Ongoing comment and dialogue on being a new church in a new world - A Blog by John Montgomery

[The Bible] is not, for a start, a list of rules, though it contains many commandments of various sorts and in various contexts. Nor is it a compendium of true doctrines, though, of course, many parts of the Bible declare great truths about God, Jesus, the world and ourselves in no uncertain terms. Most of its constituent parts, and all of it when put together (whether in the Jewish canonical form or the Christian form), can best be described as story. This is a complicated and much-discussed theme, but there is nothing to be gained by ignoring it. - N.T. Wright

Monday, February 12, 2007

Noah's Pudding vs. Chains and Flagelation

Food is so central to all the great religions - it symbolizes community and the depths that only emerge in sacred kononia.
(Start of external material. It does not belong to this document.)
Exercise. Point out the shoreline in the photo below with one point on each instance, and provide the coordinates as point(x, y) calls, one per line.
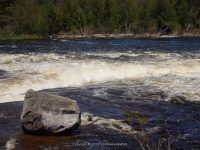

In celebration of Ashura, my Turkish Muslim friends from the Cosmos Foundation brought all of our staff here at the Food Bank bowls of what is called Noah's pudding - the myth (and of course, it is a myth - facts could never be so profound!) recalls Noah on the ark making the pudding to celebrate the receding of the waters. My friends took bowls to several shelters and meal programs as well - a symbol of renewal. In obedience to, yet as a transformation of older atonement traditions thatrequire the slaughter of bulls at the close of Ramadan, the holy month of fasting - the meat from the bulls was processed and donated to the Food Bank for delivery to a variety of food pantries and shelters.

I confess, there are traditions around the Muslim holiday of Ashura that make me less celebrative. Radical adherents who process to Holy shrines beating themselves with chains to share the pain and suffering experienced at the murder of Mohammed's grandson, an event that has divided the Muslim world ever since, may need in our time to be substituted by the ways of truth and reconciliation.